Revenue

I was listening to a podcast today, and the presenter extolled the listeners to have one key metric in their business. He suggested that most companies should use revenue as the key measure of how well they are progressing. 

Using revenue as a metric seems like a greedy and self-centred measurement, but it really isn’t. Some left-brain (logical) arguments for using revenue as a measurement are: 

  • Revenue is your lifeblood as an organization. Even non-profits need to ensure that they have enough revenue to continue.
  • Revenue and impact likely correlate. The more revenue you have, the bigger the impact your organization is having. (This is not always true. And sometimes when it is true, the impact you are having is not positive.)
  • Revenue indicates a response to your offering.
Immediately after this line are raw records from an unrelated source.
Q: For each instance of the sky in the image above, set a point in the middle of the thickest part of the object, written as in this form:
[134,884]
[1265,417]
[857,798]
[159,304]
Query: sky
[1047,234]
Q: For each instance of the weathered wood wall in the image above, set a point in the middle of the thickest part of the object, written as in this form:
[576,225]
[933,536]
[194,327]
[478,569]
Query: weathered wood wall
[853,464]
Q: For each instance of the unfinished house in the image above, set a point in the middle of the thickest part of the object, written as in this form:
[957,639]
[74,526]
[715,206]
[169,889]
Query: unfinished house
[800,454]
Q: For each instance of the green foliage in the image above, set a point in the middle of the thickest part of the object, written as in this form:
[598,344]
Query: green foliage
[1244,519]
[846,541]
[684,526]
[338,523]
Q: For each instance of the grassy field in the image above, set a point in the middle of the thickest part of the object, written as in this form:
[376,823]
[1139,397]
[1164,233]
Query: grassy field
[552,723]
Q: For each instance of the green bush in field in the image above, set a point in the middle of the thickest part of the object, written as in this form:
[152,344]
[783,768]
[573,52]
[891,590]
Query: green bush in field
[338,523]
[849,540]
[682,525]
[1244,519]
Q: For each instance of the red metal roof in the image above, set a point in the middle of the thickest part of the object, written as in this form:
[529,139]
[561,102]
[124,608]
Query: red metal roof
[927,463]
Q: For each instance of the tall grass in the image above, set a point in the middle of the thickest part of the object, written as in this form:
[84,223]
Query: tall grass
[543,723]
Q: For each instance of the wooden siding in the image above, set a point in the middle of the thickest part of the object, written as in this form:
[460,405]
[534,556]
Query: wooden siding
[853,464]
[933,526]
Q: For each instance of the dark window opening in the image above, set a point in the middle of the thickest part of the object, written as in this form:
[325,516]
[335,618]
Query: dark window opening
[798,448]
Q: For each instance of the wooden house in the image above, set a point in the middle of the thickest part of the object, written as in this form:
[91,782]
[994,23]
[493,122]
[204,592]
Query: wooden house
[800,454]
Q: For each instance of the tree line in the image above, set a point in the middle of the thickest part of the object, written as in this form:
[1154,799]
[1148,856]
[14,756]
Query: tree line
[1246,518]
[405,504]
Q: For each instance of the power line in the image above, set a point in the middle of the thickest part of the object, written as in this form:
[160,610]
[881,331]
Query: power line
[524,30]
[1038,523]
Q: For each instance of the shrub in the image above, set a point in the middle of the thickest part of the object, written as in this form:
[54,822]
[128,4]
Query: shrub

Whether you are a for-profit or non-profit organization, the fact that you have income indicates that someone was willing to give you money to keep doing what you are doing. 

The Truth About Revenue

Whether or not you feel morally feel that money should be your key indicator — It is. What charity is more significant? a $2 million organization, or a $50 million organization. If someone offered you $10 or ten-thousand-dollars, what would you accept? Even if you have taken an oath of poverty, refusing the $10-thousand would be irresponsible. You should take the money and redistribute it as you see fit. 

We all understand that revenue can lead to greater opportunities. So revenue should be one of your key indicators of success. This doesn’t mean that you pursue revenue to the detriment and destruction of everything else. Income is important, and so is making the other changes you want to in this world.